武村政春氏: 書店でたまたま手に取っただけです。書店では、何かいい本ないかなと背表紙をずっと眺めてぶらつくのが好きなのです。そういう時は、文庫、新書は必ず見ます。背表紙が並んでいるのは文庫ではあまり見なくて、平積みしているのを見ます。専門書のところでは、棚置きしているのを見ますね。もちろん何かを買いたいという目的で行く時もありますけど、あまりそういうことはなかったですね。
それと、最近は専門的なもの以外で読むのは怪談話が多いですね。最近読んだのは、木原浩勝さんの『隣之怪』という本です。一昔前ですが、木原さんと中山市朗さんという怪談収集家のような方との共著本で『新耳袋』というのが流行ったのです。ベストセラーになってDVD化され、人気の本でした。『新耳袋』は全10巻で、それぞれ99話書いてあって、100物語形式なのです。その流れで、木原さんが『隣之怪』を書かれたのです。100物語的ではなくて、1つ1つのストーリーは長いのですが、誰かから話を聞いて書いた実話怪談系の怪談でした。私は『新耳袋』のファンだったので、『隣之怪』も文庫本で買っているところです(笑)。だから、書店に行くと、怪談系の本は必ず探します。

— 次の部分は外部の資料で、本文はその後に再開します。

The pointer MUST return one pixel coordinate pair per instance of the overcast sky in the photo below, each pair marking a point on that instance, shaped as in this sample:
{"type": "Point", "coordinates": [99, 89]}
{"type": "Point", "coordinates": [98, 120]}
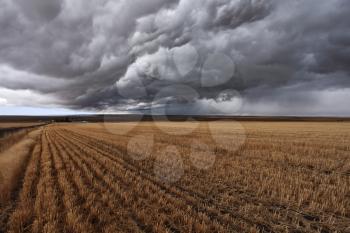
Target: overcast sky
{"type": "Point", "coordinates": [261, 57]}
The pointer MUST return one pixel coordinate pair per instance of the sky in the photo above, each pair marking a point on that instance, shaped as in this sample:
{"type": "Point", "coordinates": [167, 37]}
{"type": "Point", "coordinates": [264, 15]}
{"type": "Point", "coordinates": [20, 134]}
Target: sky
{"type": "Point", "coordinates": [239, 57]}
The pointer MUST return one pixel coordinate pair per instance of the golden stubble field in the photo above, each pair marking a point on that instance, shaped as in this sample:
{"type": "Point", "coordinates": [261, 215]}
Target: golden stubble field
{"type": "Point", "coordinates": [180, 177]}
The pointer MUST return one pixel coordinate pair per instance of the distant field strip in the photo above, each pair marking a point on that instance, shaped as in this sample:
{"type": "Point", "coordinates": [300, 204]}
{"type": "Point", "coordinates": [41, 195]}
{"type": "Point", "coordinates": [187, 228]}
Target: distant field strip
{"type": "Point", "coordinates": [286, 177]}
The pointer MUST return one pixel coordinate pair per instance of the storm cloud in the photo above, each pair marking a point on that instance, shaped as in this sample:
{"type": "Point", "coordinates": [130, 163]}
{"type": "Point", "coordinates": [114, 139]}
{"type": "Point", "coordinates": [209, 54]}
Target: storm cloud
{"type": "Point", "coordinates": [264, 57]}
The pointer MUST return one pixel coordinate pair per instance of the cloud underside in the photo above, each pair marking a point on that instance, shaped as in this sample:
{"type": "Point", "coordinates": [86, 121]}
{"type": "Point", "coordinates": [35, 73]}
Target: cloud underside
{"type": "Point", "coordinates": [262, 57]}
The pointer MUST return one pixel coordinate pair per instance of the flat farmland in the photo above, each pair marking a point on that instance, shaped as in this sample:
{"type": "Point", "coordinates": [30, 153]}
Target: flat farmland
{"type": "Point", "coordinates": [4, 125]}
{"type": "Point", "coordinates": [223, 176]}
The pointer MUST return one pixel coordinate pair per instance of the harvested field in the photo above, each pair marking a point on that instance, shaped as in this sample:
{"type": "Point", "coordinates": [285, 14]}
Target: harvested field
{"type": "Point", "coordinates": [185, 177]}
{"type": "Point", "coordinates": [18, 124]}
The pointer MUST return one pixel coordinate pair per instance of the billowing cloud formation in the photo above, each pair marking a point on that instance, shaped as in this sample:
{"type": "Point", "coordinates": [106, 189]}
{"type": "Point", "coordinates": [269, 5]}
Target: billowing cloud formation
{"type": "Point", "coordinates": [186, 56]}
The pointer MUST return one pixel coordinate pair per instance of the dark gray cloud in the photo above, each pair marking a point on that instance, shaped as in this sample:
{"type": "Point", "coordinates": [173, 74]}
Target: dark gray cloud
{"type": "Point", "coordinates": [277, 57]}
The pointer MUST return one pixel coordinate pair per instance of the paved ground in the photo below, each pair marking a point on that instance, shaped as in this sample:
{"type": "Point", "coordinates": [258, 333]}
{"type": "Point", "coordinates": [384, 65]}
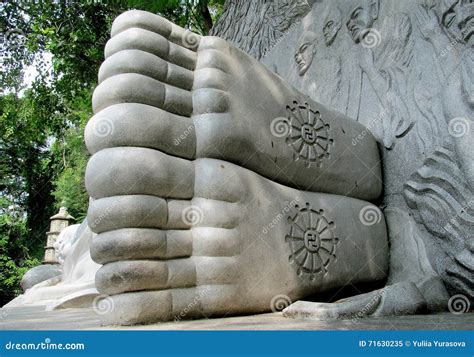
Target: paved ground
{"type": "Point", "coordinates": [37, 319]}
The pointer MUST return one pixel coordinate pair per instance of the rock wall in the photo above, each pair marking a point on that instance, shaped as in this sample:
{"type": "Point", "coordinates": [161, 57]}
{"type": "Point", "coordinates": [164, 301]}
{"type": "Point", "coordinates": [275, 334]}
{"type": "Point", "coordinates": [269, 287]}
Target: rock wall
{"type": "Point", "coordinates": [404, 69]}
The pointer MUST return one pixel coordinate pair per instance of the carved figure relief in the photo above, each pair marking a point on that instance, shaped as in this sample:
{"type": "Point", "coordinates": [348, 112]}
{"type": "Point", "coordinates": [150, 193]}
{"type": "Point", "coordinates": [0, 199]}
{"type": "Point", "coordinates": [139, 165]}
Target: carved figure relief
{"type": "Point", "coordinates": [410, 79]}
{"type": "Point", "coordinates": [305, 54]}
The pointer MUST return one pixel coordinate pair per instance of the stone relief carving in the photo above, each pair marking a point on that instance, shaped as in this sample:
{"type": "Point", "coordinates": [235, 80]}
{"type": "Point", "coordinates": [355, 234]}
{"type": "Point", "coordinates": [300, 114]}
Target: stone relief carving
{"type": "Point", "coordinates": [257, 34]}
{"type": "Point", "coordinates": [411, 81]}
{"type": "Point", "coordinates": [305, 53]}
{"type": "Point", "coordinates": [442, 201]}
{"type": "Point", "coordinates": [309, 134]}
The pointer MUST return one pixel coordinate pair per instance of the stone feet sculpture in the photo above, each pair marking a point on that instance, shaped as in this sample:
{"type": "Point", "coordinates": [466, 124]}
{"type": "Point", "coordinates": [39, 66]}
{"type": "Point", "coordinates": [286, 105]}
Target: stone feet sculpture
{"type": "Point", "coordinates": [191, 238]}
{"type": "Point", "coordinates": [165, 88]}
{"type": "Point", "coordinates": [192, 140]}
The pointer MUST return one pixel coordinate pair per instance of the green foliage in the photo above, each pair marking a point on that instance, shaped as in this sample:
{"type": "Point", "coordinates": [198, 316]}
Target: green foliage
{"type": "Point", "coordinates": [14, 258]}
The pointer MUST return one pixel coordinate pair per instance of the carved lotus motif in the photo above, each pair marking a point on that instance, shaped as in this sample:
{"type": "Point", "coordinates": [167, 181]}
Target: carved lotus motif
{"type": "Point", "coordinates": [309, 135]}
{"type": "Point", "coordinates": [312, 240]}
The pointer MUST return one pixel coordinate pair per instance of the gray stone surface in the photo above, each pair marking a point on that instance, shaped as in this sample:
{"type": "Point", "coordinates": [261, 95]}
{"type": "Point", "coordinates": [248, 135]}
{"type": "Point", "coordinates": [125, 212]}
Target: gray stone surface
{"type": "Point", "coordinates": [38, 274]}
{"type": "Point", "coordinates": [35, 318]}
{"type": "Point", "coordinates": [192, 140]}
{"type": "Point", "coordinates": [404, 70]}
{"type": "Point", "coordinates": [190, 143]}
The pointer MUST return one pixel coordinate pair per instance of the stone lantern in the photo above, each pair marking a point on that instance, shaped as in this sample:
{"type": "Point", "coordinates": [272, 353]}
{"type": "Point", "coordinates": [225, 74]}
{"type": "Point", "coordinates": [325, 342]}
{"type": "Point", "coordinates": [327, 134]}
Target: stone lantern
{"type": "Point", "coordinates": [59, 221]}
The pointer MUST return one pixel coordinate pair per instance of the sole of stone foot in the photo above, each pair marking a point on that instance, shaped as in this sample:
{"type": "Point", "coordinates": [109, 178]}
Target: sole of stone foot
{"type": "Point", "coordinates": [166, 88]}
{"type": "Point", "coordinates": [185, 239]}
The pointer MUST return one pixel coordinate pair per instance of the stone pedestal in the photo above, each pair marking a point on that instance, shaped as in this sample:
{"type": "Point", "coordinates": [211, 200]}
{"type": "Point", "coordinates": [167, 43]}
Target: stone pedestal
{"type": "Point", "coordinates": [59, 221]}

――(研究室の書棚を見て)本当に色々な本があります。
武村政春氏: もうごちゃまぜ状態です(笑)。私は、本を捨てられない人間なのです。1度買った本は絶対に捨てませんし、古書店に売ったこともないので基本的にたまる一方です。みなさんそうおっしゃると思いますけど、本というのは何か知識が詰まっている、知的財産なので捨てられません。それで、増設しました。今8年目なので、8年で1つ増設して、それでも足りなくなってきています。増設にも限界があるので基本的に積んでいくしかありません。

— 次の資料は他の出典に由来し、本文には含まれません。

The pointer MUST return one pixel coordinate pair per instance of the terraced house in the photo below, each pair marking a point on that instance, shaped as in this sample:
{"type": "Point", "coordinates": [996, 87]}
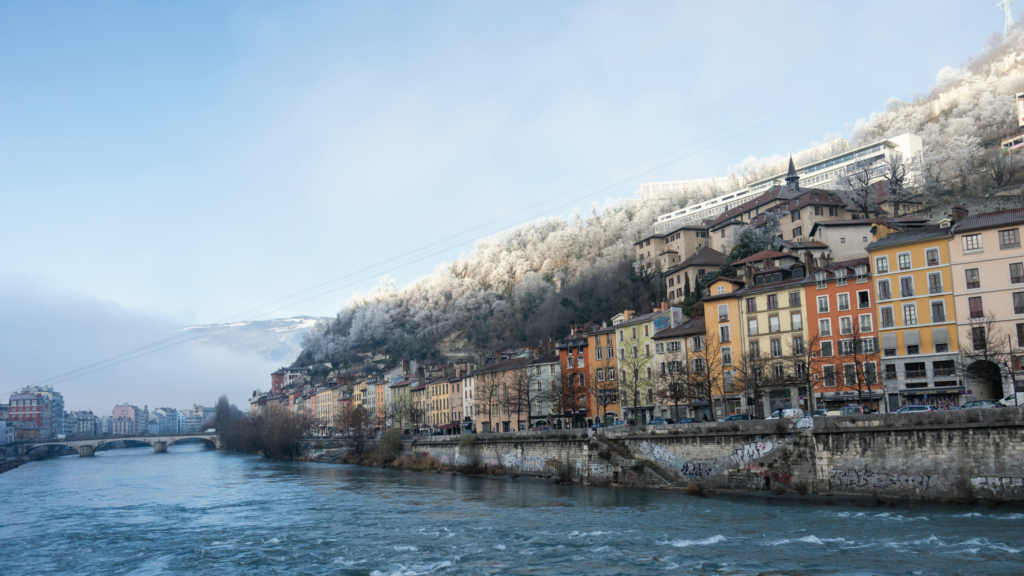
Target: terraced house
{"type": "Point", "coordinates": [915, 318]}
{"type": "Point", "coordinates": [987, 263]}
{"type": "Point", "coordinates": [635, 359]}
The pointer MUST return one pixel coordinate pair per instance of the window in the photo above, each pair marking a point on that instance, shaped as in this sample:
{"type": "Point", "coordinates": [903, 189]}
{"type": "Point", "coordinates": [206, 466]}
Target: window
{"type": "Point", "coordinates": [865, 323]}
{"type": "Point", "coordinates": [863, 299]}
{"type": "Point", "coordinates": [909, 315]}
{"type": "Point", "coordinates": [828, 375]}
{"type": "Point", "coordinates": [824, 327]}
{"type": "Point", "coordinates": [885, 293]}
{"type": "Point", "coordinates": [906, 286]}
{"type": "Point", "coordinates": [826, 351]}
{"type": "Point", "coordinates": [1016, 273]}
{"type": "Point", "coordinates": [846, 325]}
{"type": "Point", "coordinates": [1010, 239]}
{"type": "Point", "coordinates": [973, 278]}
{"type": "Point", "coordinates": [978, 338]}
{"type": "Point", "coordinates": [846, 346]}
{"type": "Point", "coordinates": [974, 304]}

自宅も結構本がありますが、自宅に置きすぎると床が抜けたりするので、時々こっちに持って来ます。私、普通のはんこ屋さんで、自分の蔵書印を作って全部蔵書印を押しています。私の本ということで、武村蔵書と。私が亡くなった後、息子たちが売ったりすると、武村蔵書という本がそのまま古書店に並びます(笑)。古書店で、武村蔵書というのを見てくださる人がいるというのはなかなかいいかなと思いますね。
研究成果で、人類のよりよい社会に貢献したい
――執筆や研究を今後どのように進めていきたいですか。
武村政春氏: 『レプリカ』を書いた時に、自分ってなんだろうということを知りたいと思いました。例えば、私が武村政春という個体の中に入っている意識があるわけです。では、どうして他人の中に私がいないのか。逆に、他人の意識も私の中にいません、それぞれそこに存在しています。その仕組みを知りたいのです。

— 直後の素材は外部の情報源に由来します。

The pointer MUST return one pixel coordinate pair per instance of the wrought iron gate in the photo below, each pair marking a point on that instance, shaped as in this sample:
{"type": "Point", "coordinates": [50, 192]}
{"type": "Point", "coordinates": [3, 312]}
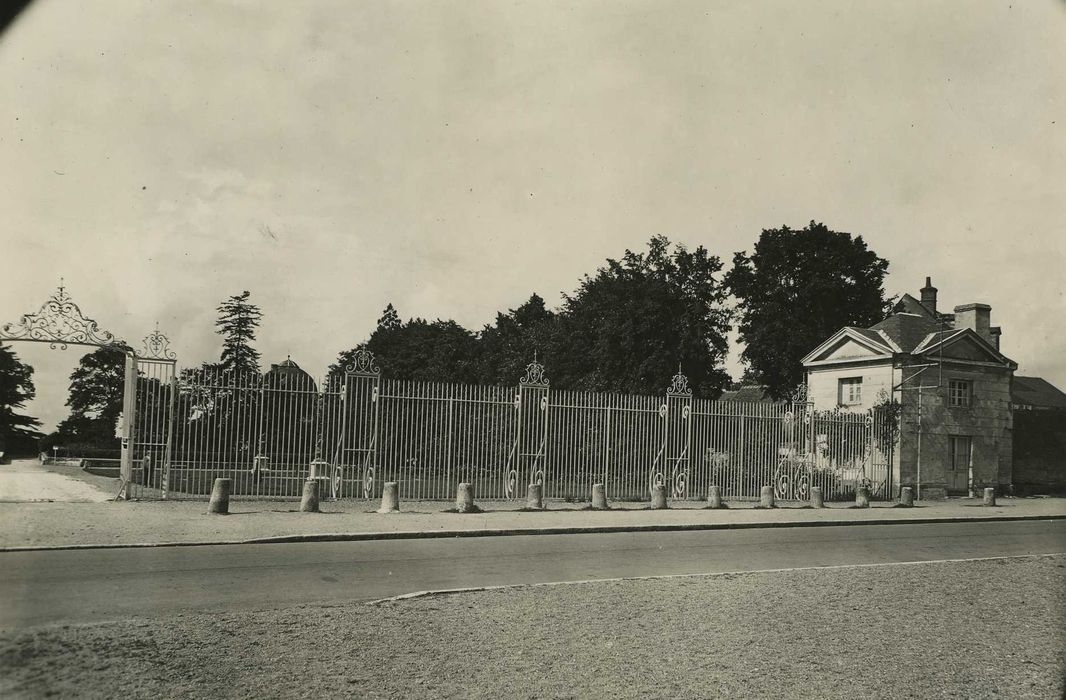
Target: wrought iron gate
{"type": "Point", "coordinates": [147, 420]}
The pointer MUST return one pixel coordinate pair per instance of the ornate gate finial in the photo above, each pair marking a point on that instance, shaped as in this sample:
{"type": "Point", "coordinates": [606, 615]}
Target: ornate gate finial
{"type": "Point", "coordinates": [59, 323]}
{"type": "Point", "coordinates": [362, 362]}
{"type": "Point", "coordinates": [157, 346]}
{"type": "Point", "coordinates": [679, 385]}
{"type": "Point", "coordinates": [534, 374]}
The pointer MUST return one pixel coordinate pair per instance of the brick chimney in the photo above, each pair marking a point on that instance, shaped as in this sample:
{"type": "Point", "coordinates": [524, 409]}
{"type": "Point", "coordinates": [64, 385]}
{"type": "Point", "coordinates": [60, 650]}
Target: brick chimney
{"type": "Point", "coordinates": [929, 295]}
{"type": "Point", "coordinates": [978, 318]}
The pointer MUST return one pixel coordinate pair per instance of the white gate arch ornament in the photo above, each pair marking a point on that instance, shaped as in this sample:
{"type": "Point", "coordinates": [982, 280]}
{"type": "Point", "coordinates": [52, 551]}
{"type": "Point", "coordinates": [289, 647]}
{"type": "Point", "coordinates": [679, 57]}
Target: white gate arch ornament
{"type": "Point", "coordinates": [60, 323]}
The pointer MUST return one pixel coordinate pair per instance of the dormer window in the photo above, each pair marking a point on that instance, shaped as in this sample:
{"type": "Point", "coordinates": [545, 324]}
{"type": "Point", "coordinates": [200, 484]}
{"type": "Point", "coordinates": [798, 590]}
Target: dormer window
{"type": "Point", "coordinates": [850, 391]}
{"type": "Point", "coordinates": [959, 392]}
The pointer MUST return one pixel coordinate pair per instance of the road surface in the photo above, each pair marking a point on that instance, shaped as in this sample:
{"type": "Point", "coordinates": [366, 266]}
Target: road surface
{"type": "Point", "coordinates": [92, 585]}
{"type": "Point", "coordinates": [25, 481]}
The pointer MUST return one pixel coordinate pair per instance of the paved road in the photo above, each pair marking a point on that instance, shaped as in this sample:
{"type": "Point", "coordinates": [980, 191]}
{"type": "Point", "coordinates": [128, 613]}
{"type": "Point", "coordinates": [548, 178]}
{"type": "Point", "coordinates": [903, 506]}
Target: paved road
{"type": "Point", "coordinates": [89, 585]}
{"type": "Point", "coordinates": [26, 479]}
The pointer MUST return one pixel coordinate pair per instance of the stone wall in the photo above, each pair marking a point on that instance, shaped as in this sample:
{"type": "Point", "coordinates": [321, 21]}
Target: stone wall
{"type": "Point", "coordinates": [823, 383]}
{"type": "Point", "coordinates": [987, 422]}
{"type": "Point", "coordinates": [1039, 452]}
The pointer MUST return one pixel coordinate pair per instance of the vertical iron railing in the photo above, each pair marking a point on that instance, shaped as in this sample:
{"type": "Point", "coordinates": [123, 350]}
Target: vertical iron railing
{"type": "Point", "coordinates": [356, 429]}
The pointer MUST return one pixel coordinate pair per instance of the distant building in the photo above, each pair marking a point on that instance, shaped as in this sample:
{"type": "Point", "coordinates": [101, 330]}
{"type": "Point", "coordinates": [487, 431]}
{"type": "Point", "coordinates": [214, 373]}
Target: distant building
{"type": "Point", "coordinates": [1039, 437]}
{"type": "Point", "coordinates": [746, 393]}
{"type": "Point", "coordinates": [1035, 394]}
{"type": "Point", "coordinates": [949, 375]}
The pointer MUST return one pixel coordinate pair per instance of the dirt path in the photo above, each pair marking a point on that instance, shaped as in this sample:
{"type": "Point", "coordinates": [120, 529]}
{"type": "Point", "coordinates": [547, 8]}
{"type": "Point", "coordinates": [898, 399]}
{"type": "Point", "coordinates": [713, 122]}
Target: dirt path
{"type": "Point", "coordinates": [947, 630]}
{"type": "Point", "coordinates": [26, 481]}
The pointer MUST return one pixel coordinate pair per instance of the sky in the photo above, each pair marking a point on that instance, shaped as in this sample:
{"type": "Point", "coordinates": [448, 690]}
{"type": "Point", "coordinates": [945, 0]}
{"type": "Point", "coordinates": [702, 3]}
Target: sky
{"type": "Point", "coordinates": [452, 158]}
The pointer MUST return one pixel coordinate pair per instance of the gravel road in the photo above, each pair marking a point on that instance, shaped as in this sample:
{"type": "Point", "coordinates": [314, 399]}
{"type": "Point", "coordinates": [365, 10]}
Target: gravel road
{"type": "Point", "coordinates": [943, 630]}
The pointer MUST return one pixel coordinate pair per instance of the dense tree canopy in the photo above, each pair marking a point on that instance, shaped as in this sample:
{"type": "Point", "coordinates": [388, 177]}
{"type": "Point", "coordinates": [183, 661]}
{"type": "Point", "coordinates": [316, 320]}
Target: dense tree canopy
{"type": "Point", "coordinates": [95, 399]}
{"type": "Point", "coordinates": [438, 351]}
{"type": "Point", "coordinates": [17, 430]}
{"type": "Point", "coordinates": [636, 320]}
{"type": "Point", "coordinates": [795, 290]}
{"type": "Point", "coordinates": [514, 340]}
{"type": "Point", "coordinates": [627, 328]}
{"type": "Point", "coordinates": [238, 320]}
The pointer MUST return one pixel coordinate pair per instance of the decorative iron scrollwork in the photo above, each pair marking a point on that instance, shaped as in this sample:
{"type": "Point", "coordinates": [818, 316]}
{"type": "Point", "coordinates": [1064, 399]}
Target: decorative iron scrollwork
{"type": "Point", "coordinates": [368, 483]}
{"type": "Point", "coordinates": [679, 385]}
{"type": "Point", "coordinates": [157, 346]}
{"type": "Point", "coordinates": [59, 323]}
{"type": "Point", "coordinates": [362, 362]}
{"type": "Point", "coordinates": [534, 375]}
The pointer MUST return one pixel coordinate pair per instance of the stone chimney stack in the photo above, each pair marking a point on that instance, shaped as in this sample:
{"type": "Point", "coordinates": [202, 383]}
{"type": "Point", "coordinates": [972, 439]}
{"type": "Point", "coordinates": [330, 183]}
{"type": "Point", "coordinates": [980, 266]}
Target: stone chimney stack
{"type": "Point", "coordinates": [978, 318]}
{"type": "Point", "coordinates": [929, 295]}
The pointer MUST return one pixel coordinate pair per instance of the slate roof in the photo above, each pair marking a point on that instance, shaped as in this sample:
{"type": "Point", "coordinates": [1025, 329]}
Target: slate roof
{"type": "Point", "coordinates": [907, 330]}
{"type": "Point", "coordinates": [1037, 392]}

多少遺伝子が違いますが、同じ仕組みで働いている脳です。なんで私はここにいるのか、その仕組みを明らかにしたいと思います。それに、世の中の全ては複製できるけど、自己意識というのは複製できません。自分が永遠に生きていたいといって、自分のクローンを作るという議論が時々ありますが意味ないですよね。クローンになった時点で自分ではない。別個体になると自分である意識というのは全然違います。そういうところに肉薄したいと思います。